Without any support staff on the ground in South Korea, however, it just wasn’t to be for the Titans, and the end result was as you see it now.
A bitter end to one of the best stories going in esports.
The original Titans roster was actually made up almost entirely of a team that won a Contenders (Overwatch League’s minor league) title in Korea called Runaway and then came to the Show and utterly dominated in their first season, coming inches away from winning it all.
Despite getting so close from the ultimate goal in that inaugural campaign to then now returning to square one, Canucks Sports & Entertainment can take solace knowing they’ve learned a lot through this experience. New to the esports game, they’ve taken their lumps and now and seem poised to not make the same errors.
“I’m not gonna say something that’s not factual,” said de Vera. “Korean players are the best Overwatch League players in the world and I think that’s an objective fact here … But I think for us, these guys didn’t speak English, we didn’t speak Korean. We had a translator that we hired later on in the season of last year. He was in place as of June of last year. So there were mistakes made, for sure. If I could do it over again it would probably be in everyone’s best interests if, just to ease with the cultural assimilation on both sides, just to have, perhaps, English lessons for the players and Korean lessons for our staff. …
“I just think somewhere down the line, and perhaps in just relying on one translation and one translator, probably wasn’t the most optimum thing, but I think there’s probably lessons definitely from our side. What does it mean to be an esports athlete performing at that highest level? To be playing these games in a place 4,000 kilometres away from home, once you encapsulate what that’s like then maybe, on both sides, you can put yourself in each other’s shoes.”
Starting from scratch now, the Titans announced Friday, that they’re signing six new players, three of which come from North American Contenders team Second Wind in Canadians Abtin “Shredlock” Shirvani and Randal “Roolf” Stark, as well as American Dalton “Dalton” Bennyhoff.
Here’s a complete look at the new Titans roster:
• Randal “Roolf” Stark (Support) – Canada
• Dalton “Dalton” Bennyhoff (DPS) – USA
• Samir “Tsuna” Ikram (DPS) – France
• Atbin “Shredlock” Shirvani (Tank) – Canada
• Alhumaidi “KSAA” Alruwaili (Off Tank) – Saudi Arabia
• Carson “CarCar” First (Support) – USA
Additionally, an all-new coaching and support staff were announced Friday, with Steven “Flubby” Coronel taking the helm as head coach and fellow Americans Ali “Pew” Anwar and Eric “Wheats” Perez acting as his assistants.

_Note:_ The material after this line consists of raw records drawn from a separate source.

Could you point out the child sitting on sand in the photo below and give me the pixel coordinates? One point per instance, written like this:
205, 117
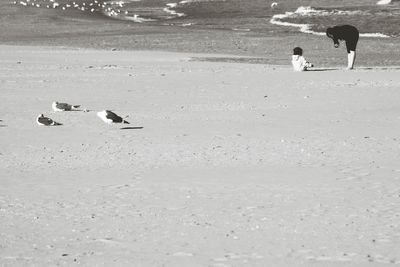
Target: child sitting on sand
298, 61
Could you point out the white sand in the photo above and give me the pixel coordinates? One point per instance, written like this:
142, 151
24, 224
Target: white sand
236, 164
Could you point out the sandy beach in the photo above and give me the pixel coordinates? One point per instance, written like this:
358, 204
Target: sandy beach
223, 164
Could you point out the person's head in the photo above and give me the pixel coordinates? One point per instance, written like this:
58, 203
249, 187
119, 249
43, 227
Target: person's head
329, 32
298, 51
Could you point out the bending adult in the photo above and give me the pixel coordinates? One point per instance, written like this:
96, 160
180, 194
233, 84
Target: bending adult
350, 35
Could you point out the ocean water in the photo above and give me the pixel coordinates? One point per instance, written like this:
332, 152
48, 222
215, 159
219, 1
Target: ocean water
262, 17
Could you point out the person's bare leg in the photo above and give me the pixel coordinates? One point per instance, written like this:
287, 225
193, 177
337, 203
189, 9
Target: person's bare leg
350, 59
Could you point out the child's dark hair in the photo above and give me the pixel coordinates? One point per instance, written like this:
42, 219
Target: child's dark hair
298, 51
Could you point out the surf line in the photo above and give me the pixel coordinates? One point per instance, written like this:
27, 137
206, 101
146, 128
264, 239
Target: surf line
302, 11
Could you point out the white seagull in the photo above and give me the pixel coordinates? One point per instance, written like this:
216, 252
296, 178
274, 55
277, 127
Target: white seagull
64, 106
110, 117
44, 121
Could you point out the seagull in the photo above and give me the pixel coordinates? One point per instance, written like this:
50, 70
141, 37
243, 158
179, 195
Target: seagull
110, 117
44, 121
63, 106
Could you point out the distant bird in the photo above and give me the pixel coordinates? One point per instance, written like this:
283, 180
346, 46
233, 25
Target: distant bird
110, 117
64, 106
44, 121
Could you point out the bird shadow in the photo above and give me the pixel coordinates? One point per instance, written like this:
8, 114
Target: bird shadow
131, 128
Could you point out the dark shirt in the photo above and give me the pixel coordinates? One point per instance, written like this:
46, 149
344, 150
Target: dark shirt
347, 33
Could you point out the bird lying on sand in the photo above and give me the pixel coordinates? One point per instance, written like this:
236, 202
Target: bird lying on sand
64, 106
44, 121
110, 117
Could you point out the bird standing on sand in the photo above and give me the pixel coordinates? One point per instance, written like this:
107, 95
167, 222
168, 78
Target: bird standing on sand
64, 106
44, 121
110, 117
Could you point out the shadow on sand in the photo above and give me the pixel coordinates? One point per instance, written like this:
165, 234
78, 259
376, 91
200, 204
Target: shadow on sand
131, 128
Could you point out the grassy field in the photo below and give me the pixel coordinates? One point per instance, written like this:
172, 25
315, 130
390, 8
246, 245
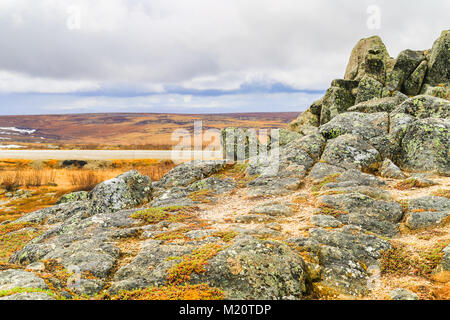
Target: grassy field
130, 131
27, 185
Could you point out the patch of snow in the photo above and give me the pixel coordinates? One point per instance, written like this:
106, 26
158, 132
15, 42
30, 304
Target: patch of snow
10, 146
23, 131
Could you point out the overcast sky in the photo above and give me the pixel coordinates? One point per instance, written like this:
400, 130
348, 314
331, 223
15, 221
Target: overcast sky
193, 56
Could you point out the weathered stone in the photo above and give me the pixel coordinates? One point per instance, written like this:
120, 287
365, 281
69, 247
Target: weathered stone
74, 196
369, 89
424, 106
28, 296
427, 211
273, 209
346, 256
12, 278
390, 170
445, 263
368, 57
425, 146
321, 170
305, 123
403, 294
335, 101
407, 61
413, 83
363, 125
149, 267
439, 63
251, 218
254, 269
325, 221
128, 190
350, 152
387, 104
239, 143
189, 172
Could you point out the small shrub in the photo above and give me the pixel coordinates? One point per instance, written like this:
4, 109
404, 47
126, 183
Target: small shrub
171, 292
194, 262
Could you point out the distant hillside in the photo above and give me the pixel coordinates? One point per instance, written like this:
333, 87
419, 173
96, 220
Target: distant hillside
113, 129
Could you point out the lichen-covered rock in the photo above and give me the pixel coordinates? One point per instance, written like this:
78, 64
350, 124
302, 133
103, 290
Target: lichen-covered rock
255, 269
321, 170
406, 62
369, 56
28, 296
386, 104
425, 146
346, 256
150, 266
335, 101
403, 294
364, 125
441, 91
306, 123
425, 106
57, 213
413, 83
74, 196
427, 211
390, 170
350, 152
189, 172
239, 143
325, 221
445, 263
377, 216
13, 278
368, 89
128, 190
286, 137
439, 64
273, 209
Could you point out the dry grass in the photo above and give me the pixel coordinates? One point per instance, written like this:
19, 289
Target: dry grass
85, 180
12, 180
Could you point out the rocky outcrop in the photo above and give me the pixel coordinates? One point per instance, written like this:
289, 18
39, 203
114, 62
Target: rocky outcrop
439, 63
131, 233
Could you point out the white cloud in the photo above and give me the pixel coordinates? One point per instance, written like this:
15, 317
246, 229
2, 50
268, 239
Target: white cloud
143, 45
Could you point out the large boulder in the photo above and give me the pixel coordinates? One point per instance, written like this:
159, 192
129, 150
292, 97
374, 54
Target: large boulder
427, 211
439, 64
378, 216
128, 190
255, 269
364, 125
239, 143
347, 255
351, 152
386, 104
424, 106
368, 89
335, 101
425, 146
368, 57
407, 61
189, 172
413, 83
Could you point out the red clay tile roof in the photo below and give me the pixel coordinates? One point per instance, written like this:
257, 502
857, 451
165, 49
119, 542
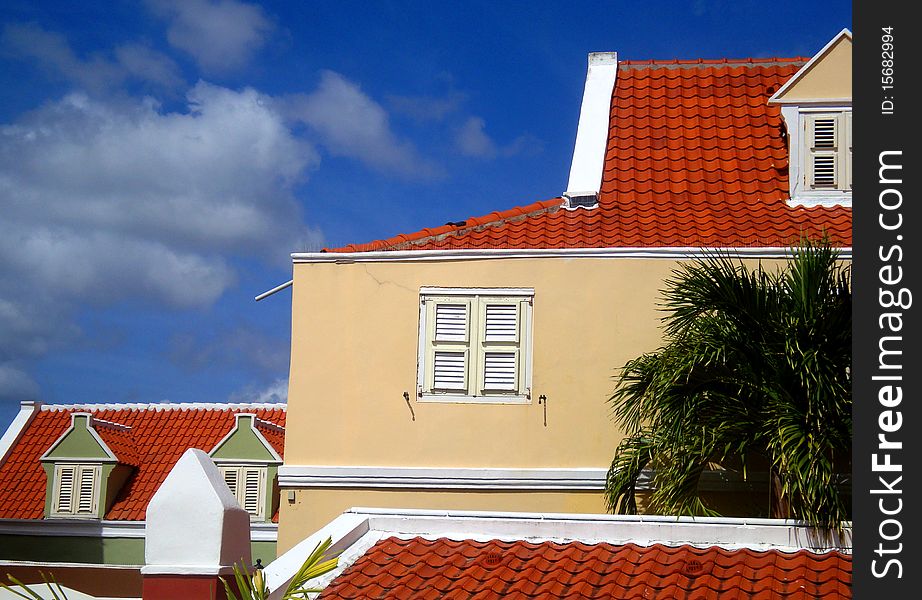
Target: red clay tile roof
160, 434
695, 158
120, 441
419, 568
272, 434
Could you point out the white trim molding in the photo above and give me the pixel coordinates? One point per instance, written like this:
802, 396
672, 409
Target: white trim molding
313, 476
357, 529
259, 532
675, 253
27, 412
496, 479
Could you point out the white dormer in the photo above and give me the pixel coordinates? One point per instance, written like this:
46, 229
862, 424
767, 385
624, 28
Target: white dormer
816, 104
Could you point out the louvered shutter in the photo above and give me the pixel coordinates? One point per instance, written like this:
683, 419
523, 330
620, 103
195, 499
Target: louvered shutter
847, 150
66, 478
230, 478
500, 334
823, 150
86, 495
251, 497
449, 324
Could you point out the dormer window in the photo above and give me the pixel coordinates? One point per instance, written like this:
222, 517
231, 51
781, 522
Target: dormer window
248, 462
86, 467
827, 150
248, 485
816, 105
76, 490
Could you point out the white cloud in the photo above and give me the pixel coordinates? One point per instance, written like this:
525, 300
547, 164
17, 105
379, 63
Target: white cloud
144, 62
103, 201
426, 108
98, 72
220, 35
241, 348
471, 139
352, 124
275, 392
16, 385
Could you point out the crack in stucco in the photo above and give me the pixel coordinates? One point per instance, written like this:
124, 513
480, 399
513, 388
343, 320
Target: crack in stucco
382, 283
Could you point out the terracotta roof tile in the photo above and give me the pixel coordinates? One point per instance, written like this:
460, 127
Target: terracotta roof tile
420, 568
157, 437
695, 158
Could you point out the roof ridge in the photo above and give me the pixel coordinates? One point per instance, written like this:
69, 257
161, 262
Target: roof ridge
110, 425
268, 425
402, 241
711, 62
159, 406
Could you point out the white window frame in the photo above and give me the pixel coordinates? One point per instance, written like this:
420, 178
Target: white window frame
84, 475
239, 473
797, 120
475, 346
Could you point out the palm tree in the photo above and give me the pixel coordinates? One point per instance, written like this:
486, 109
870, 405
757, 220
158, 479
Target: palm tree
756, 363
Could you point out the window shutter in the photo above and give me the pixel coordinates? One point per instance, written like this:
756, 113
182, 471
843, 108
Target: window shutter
449, 329
500, 348
847, 150
252, 491
501, 323
87, 491
449, 370
499, 371
824, 133
230, 478
66, 477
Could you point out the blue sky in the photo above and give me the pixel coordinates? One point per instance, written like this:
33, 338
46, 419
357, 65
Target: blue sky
160, 159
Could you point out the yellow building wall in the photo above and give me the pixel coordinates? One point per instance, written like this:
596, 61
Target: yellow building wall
355, 331
354, 354
830, 77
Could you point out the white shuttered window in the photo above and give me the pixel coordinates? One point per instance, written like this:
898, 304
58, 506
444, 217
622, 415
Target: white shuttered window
474, 346
248, 485
828, 151
76, 490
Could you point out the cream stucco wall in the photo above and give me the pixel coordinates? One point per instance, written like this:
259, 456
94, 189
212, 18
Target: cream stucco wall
830, 77
354, 353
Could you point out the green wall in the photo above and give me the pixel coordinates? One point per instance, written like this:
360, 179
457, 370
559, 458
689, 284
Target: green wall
93, 550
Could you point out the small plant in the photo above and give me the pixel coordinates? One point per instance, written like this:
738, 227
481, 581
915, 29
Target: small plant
254, 588
28, 594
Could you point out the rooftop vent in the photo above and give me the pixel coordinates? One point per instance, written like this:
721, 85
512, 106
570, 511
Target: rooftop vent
584, 200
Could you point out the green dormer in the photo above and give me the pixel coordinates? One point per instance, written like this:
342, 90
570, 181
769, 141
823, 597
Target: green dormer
249, 463
86, 467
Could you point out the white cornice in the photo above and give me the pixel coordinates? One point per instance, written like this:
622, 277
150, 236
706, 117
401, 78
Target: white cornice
298, 476
687, 252
357, 529
27, 411
533, 479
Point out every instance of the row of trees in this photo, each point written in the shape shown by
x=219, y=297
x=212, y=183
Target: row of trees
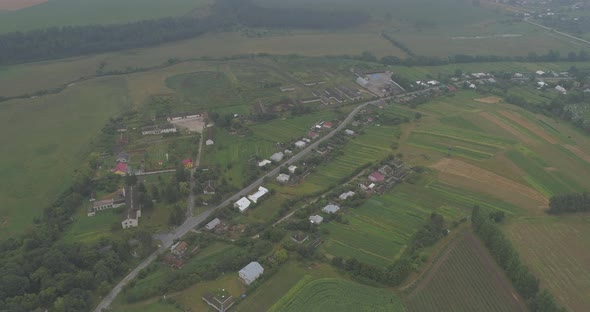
x=568, y=203
x=507, y=257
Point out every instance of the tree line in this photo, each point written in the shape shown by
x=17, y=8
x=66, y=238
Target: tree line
x=568, y=203
x=523, y=280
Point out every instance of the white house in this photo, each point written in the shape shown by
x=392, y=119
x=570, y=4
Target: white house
x=211, y=225
x=256, y=196
x=283, y=178
x=346, y=195
x=242, y=204
x=331, y=208
x=277, y=157
x=251, y=272
x=317, y=219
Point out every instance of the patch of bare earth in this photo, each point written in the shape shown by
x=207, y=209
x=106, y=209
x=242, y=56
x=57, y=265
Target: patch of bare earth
x=489, y=100
x=462, y=174
x=13, y=5
x=517, y=134
x=529, y=126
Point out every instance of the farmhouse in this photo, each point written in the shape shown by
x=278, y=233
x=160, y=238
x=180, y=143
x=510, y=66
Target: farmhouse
x=158, y=129
x=331, y=208
x=214, y=223
x=376, y=177
x=242, y=204
x=179, y=248
x=251, y=272
x=317, y=219
x=300, y=144
x=256, y=196
x=277, y=157
x=346, y=195
x=283, y=178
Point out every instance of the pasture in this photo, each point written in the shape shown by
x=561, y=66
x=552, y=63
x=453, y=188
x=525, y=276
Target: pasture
x=556, y=249
x=464, y=277
x=332, y=294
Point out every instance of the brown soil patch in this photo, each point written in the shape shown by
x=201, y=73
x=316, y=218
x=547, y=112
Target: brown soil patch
x=517, y=134
x=489, y=100
x=529, y=126
x=580, y=153
x=465, y=175
x=13, y=5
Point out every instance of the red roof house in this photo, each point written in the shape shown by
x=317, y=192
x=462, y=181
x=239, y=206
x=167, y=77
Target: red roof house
x=187, y=163
x=120, y=169
x=376, y=177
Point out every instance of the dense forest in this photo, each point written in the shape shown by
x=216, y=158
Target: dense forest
x=575, y=202
x=523, y=280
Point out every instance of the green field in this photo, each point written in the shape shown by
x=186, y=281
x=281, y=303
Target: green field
x=89, y=12
x=464, y=278
x=331, y=294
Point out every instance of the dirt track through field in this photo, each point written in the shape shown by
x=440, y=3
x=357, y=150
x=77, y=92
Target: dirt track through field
x=488, y=182
x=529, y=126
x=13, y=5
x=517, y=134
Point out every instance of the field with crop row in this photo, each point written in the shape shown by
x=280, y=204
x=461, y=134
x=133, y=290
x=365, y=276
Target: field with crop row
x=464, y=278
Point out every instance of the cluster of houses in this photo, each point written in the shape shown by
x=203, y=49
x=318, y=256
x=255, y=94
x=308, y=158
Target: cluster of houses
x=243, y=203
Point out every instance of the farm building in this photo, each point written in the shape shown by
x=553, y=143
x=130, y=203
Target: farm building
x=214, y=223
x=259, y=194
x=251, y=272
x=277, y=157
x=242, y=204
x=317, y=219
x=283, y=178
x=331, y=208
x=187, y=163
x=120, y=169
x=179, y=248
x=376, y=177
x=300, y=144
x=346, y=195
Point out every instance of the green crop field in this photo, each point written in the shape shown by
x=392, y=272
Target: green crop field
x=556, y=249
x=331, y=294
x=89, y=12
x=464, y=278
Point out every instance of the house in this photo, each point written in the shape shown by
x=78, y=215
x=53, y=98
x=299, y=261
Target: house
x=346, y=195
x=376, y=177
x=187, y=163
x=331, y=208
x=120, y=169
x=283, y=178
x=277, y=157
x=251, y=272
x=300, y=144
x=214, y=223
x=312, y=135
x=386, y=170
x=242, y=204
x=179, y=248
x=172, y=261
x=256, y=196
x=317, y=219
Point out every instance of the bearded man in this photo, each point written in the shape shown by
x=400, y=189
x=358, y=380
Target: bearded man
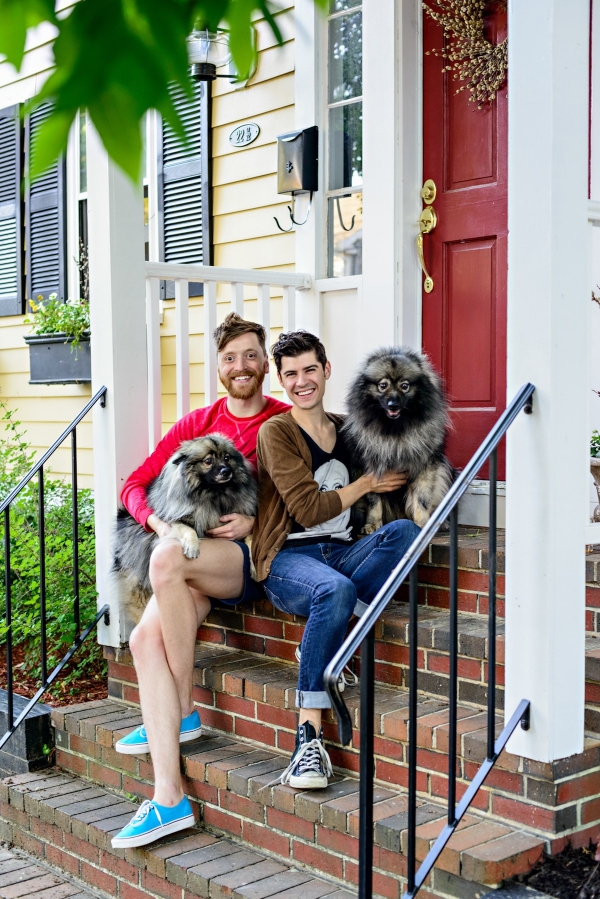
x=163, y=643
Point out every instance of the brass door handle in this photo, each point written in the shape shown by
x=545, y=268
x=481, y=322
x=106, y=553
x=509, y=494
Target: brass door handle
x=427, y=222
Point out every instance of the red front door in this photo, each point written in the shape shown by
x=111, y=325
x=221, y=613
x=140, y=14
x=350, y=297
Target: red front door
x=464, y=316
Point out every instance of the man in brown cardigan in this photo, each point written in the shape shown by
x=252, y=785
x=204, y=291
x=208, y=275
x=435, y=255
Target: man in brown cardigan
x=302, y=545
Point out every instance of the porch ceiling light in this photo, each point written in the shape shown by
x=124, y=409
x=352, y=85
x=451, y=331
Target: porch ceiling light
x=207, y=52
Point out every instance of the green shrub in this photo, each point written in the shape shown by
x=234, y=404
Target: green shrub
x=16, y=459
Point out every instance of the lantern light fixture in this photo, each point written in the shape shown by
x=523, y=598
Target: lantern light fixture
x=207, y=52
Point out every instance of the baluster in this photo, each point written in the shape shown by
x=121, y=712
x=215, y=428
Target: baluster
x=8, y=588
x=453, y=687
x=210, y=356
x=182, y=347
x=367, y=712
x=492, y=563
x=154, y=373
x=412, y=729
x=75, y=518
x=264, y=317
x=42, y=542
x=237, y=298
x=289, y=308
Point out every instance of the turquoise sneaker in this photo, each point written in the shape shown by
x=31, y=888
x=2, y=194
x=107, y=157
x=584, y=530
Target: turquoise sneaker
x=154, y=821
x=136, y=743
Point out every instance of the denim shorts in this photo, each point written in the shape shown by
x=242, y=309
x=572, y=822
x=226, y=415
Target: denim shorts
x=251, y=592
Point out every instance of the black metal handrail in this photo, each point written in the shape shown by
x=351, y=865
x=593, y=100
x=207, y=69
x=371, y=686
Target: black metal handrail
x=363, y=636
x=104, y=612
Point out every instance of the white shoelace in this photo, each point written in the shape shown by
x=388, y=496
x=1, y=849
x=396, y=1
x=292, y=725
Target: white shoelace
x=307, y=758
x=143, y=812
x=348, y=678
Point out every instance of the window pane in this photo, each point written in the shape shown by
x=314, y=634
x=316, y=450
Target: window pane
x=345, y=146
x=345, y=246
x=339, y=5
x=345, y=57
x=82, y=151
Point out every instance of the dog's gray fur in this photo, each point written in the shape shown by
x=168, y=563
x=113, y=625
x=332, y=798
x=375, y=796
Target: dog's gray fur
x=397, y=421
x=205, y=479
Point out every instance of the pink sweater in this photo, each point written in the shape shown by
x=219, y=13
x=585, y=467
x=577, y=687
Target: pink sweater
x=243, y=432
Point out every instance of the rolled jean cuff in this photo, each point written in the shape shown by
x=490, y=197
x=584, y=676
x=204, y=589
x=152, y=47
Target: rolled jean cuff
x=318, y=699
x=360, y=608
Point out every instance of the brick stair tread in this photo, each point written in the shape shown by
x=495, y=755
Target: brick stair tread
x=235, y=776
x=201, y=863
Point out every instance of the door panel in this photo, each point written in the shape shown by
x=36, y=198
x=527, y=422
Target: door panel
x=464, y=317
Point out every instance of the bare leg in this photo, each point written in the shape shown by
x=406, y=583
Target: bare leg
x=163, y=645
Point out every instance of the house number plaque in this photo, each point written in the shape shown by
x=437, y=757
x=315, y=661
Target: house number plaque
x=244, y=135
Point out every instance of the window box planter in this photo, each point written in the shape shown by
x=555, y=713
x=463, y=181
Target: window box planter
x=53, y=361
x=595, y=468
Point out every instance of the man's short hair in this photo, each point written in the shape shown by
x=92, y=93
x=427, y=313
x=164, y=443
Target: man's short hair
x=294, y=343
x=233, y=326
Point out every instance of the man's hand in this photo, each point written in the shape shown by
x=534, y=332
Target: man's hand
x=235, y=527
x=160, y=527
x=391, y=480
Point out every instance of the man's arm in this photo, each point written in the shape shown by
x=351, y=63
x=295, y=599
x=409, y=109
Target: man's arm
x=133, y=495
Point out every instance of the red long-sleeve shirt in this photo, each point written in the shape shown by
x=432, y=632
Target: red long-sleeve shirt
x=215, y=419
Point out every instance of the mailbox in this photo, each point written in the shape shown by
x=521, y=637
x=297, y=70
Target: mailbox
x=298, y=161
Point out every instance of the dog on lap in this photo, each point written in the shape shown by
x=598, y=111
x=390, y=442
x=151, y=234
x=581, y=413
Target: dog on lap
x=302, y=541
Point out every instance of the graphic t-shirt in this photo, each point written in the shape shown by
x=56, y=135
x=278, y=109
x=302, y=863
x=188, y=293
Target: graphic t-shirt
x=331, y=471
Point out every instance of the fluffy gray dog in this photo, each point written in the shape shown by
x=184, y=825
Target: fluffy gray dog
x=205, y=479
x=397, y=421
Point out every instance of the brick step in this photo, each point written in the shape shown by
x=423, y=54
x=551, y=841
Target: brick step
x=556, y=800
x=268, y=632
x=64, y=820
x=231, y=780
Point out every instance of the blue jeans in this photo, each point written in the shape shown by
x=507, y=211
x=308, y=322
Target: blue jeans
x=326, y=583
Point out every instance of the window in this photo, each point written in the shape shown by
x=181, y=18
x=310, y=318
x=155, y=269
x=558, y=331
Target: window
x=344, y=130
x=11, y=260
x=82, y=217
x=183, y=186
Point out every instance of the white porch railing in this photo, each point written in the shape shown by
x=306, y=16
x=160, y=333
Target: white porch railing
x=210, y=276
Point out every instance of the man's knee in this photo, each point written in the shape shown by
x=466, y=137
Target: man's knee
x=145, y=639
x=166, y=563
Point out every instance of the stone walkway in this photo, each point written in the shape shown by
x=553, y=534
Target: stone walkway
x=21, y=876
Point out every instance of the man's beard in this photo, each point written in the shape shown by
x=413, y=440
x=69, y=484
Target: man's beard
x=242, y=391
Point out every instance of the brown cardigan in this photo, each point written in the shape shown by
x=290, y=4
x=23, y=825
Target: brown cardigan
x=287, y=490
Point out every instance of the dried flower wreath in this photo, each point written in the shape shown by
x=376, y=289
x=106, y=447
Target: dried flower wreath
x=469, y=54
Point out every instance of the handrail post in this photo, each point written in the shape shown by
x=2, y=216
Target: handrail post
x=367, y=713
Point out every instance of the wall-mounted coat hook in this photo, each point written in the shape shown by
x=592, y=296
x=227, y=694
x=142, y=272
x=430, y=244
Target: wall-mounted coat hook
x=337, y=202
x=292, y=210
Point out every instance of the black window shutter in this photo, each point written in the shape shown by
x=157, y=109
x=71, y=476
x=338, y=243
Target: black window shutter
x=183, y=186
x=11, y=268
x=45, y=220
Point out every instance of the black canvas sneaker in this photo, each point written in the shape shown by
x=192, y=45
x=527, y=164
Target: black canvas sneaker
x=310, y=766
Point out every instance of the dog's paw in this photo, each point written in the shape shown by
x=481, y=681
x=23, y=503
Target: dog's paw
x=189, y=540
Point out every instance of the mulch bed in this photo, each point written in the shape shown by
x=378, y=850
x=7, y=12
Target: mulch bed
x=91, y=686
x=574, y=874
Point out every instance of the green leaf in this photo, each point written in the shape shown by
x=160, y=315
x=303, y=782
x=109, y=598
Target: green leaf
x=16, y=17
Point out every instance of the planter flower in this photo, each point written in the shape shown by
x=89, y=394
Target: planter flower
x=59, y=345
x=595, y=468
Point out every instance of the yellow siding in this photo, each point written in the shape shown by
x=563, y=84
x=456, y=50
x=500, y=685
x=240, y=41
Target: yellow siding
x=244, y=201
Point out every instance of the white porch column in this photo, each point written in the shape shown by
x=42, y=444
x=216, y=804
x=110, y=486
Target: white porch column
x=548, y=300
x=118, y=325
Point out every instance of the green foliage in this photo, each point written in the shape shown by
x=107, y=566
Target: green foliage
x=15, y=460
x=54, y=317
x=116, y=58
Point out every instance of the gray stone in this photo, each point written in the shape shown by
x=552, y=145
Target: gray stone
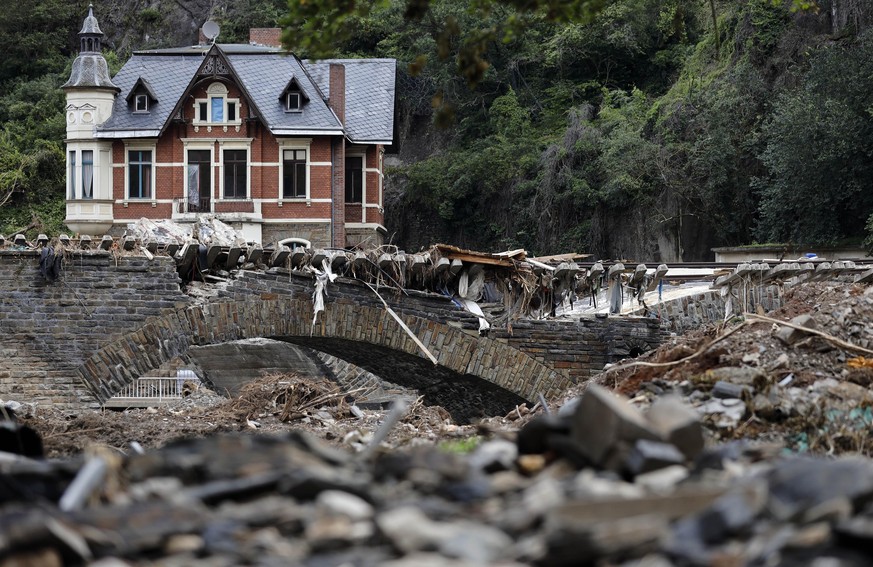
x=648, y=456
x=340, y=503
x=410, y=530
x=493, y=456
x=602, y=419
x=662, y=480
x=677, y=423
x=723, y=389
x=477, y=543
x=797, y=485
x=725, y=413
x=735, y=374
x=789, y=335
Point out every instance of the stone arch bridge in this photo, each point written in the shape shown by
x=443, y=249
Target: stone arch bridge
x=112, y=317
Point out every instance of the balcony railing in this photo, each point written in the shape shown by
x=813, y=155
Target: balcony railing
x=202, y=205
x=148, y=391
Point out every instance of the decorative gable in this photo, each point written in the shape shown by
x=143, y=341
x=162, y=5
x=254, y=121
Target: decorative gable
x=293, y=98
x=141, y=96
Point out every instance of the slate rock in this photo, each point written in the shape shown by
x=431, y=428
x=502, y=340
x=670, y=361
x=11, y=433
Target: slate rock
x=723, y=390
x=602, y=420
x=648, y=456
x=537, y=435
x=799, y=484
x=678, y=424
x=790, y=335
x=494, y=456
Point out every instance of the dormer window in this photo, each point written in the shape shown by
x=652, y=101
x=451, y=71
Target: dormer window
x=293, y=98
x=141, y=97
x=217, y=108
x=292, y=102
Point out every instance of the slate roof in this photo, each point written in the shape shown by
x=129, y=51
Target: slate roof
x=89, y=71
x=168, y=75
x=90, y=23
x=369, y=96
x=264, y=74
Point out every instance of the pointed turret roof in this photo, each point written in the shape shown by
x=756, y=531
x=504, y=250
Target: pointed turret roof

Justin Hughes will now also take over as assistant manager of team operations.
“We’re really excited to get started with the next chapter,” Holloway said. “We’ve identified a very highly touted and highly ranked North American Contenders team for the majority of our core roster and we’re really excited to make more and uplifting announcements in the coming days as we introduce our new players and our new Titans.”
The team won’t have much time to get acclimated to the new setting they’re being thrust into as their next matches are this Saturday and Sunday against the Washington Justice and Florida Mayhem. They’ll try to rack up wins for better seeding before the start of the North American region tournament beginning May 23.
The jury’s still out on whether these new Titans can even come close to the bar the Runaway incarnation of the team set.
The climb back to where the Titans were not even a full calendar year ago begins once again Saturday.